If you made it though that paragraph you’re probably thinking, “there’s got to be a better way,” and there is.
Using MRI and Robot-Assisted Surgery
Using highly precise and detailed MRI images that are streamed in real-time, the doctor can clearly identify the prostate as well as any parts of the prostate that look troublesome. The small robot tool is moved to the exact location and places a needle precisely on the skin’s surface. The machine informs the doctor exactly how deeply they need to insert the needle to hit their target. At this point a doctor physically takes the sample. Using this procedure the number of samples is reduced to about 4. Saving time, uncomfortable preparation and pain. Advanced versions of this are capable of autonomously steering and inserting the needles but testing has not begun with human patients.

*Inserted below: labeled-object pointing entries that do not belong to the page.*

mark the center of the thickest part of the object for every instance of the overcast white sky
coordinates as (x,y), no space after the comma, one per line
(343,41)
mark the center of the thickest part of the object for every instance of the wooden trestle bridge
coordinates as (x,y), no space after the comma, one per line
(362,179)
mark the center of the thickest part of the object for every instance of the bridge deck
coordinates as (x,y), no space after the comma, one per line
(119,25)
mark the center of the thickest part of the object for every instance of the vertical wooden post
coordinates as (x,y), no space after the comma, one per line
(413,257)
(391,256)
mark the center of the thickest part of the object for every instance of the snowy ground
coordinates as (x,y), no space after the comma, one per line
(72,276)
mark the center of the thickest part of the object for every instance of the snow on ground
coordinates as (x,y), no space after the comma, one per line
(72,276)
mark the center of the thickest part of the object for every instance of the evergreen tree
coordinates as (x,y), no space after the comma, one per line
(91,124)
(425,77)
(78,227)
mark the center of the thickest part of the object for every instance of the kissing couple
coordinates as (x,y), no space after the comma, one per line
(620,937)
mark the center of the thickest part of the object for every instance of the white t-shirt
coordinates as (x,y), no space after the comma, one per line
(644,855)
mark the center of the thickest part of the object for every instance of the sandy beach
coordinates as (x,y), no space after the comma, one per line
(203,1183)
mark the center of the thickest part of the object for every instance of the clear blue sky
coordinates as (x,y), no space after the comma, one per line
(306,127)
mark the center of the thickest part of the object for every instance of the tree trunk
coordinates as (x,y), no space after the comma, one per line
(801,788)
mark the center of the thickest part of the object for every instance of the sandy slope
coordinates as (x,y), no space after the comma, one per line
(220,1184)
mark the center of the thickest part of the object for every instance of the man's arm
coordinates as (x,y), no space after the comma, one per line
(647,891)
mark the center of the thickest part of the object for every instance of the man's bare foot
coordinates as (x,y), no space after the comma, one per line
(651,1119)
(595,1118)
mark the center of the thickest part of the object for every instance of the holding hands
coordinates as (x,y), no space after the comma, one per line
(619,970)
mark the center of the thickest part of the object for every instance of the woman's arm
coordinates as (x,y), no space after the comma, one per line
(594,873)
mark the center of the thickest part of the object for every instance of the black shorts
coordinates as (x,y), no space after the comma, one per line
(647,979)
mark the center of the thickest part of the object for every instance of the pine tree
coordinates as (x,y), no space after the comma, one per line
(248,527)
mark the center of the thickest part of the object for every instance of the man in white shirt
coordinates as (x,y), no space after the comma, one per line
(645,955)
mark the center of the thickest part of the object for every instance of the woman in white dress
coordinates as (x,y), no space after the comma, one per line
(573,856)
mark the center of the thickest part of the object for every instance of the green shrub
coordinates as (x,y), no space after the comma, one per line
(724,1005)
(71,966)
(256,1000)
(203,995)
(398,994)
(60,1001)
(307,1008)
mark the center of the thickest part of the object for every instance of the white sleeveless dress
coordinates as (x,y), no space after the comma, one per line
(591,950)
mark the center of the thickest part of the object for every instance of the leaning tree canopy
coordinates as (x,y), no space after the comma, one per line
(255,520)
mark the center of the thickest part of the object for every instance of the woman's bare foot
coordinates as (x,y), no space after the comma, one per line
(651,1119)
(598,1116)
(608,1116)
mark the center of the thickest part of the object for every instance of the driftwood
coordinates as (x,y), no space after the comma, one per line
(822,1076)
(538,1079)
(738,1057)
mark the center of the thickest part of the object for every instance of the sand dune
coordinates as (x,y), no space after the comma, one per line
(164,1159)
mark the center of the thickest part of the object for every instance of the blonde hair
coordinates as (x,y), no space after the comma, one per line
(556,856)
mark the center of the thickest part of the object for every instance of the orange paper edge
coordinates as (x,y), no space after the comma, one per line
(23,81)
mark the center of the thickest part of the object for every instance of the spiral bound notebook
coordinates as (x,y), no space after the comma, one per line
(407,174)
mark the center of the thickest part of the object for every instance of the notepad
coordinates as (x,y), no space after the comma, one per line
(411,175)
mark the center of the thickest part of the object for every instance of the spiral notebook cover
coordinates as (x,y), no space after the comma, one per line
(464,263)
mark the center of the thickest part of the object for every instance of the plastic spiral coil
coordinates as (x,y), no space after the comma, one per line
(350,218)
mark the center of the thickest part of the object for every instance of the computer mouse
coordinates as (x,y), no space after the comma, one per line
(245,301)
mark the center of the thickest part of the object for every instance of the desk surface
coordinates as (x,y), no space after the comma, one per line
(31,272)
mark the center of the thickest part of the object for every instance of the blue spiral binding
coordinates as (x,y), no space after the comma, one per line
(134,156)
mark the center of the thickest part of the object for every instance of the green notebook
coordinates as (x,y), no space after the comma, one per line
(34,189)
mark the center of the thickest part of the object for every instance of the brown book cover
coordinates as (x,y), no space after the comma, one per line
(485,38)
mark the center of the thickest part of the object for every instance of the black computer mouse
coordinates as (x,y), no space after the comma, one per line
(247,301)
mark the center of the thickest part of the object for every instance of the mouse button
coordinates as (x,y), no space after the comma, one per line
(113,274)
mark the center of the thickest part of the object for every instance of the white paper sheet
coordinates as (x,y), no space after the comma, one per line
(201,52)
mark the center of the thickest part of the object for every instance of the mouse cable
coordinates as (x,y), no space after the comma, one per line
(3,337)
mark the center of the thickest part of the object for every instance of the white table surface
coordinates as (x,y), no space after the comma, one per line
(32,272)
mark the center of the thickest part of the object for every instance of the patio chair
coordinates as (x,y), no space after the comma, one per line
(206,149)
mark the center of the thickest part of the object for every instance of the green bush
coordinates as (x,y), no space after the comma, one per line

As you can see, there is quite the difference.
Robotics and Medical Imaging
This is just one example of how robotics can be used in surgery and health care. Across the world research groups at universities and health care organizations are developing new tools that provide more automation, reliability and safety to medical procedures ranging from brain surgery to prostate exams. As these technologies advance the common factor will always be medical imaging. Without clear, accurate and detailed medical imaging from CT-Scanners, X-Ray and PET/CT/Nuclear scanners, robot-assisted surgery, or any important surgeries for that matter, just aren’t possible. When medical imaging and technology like robotics work together, it can change the face of medicine.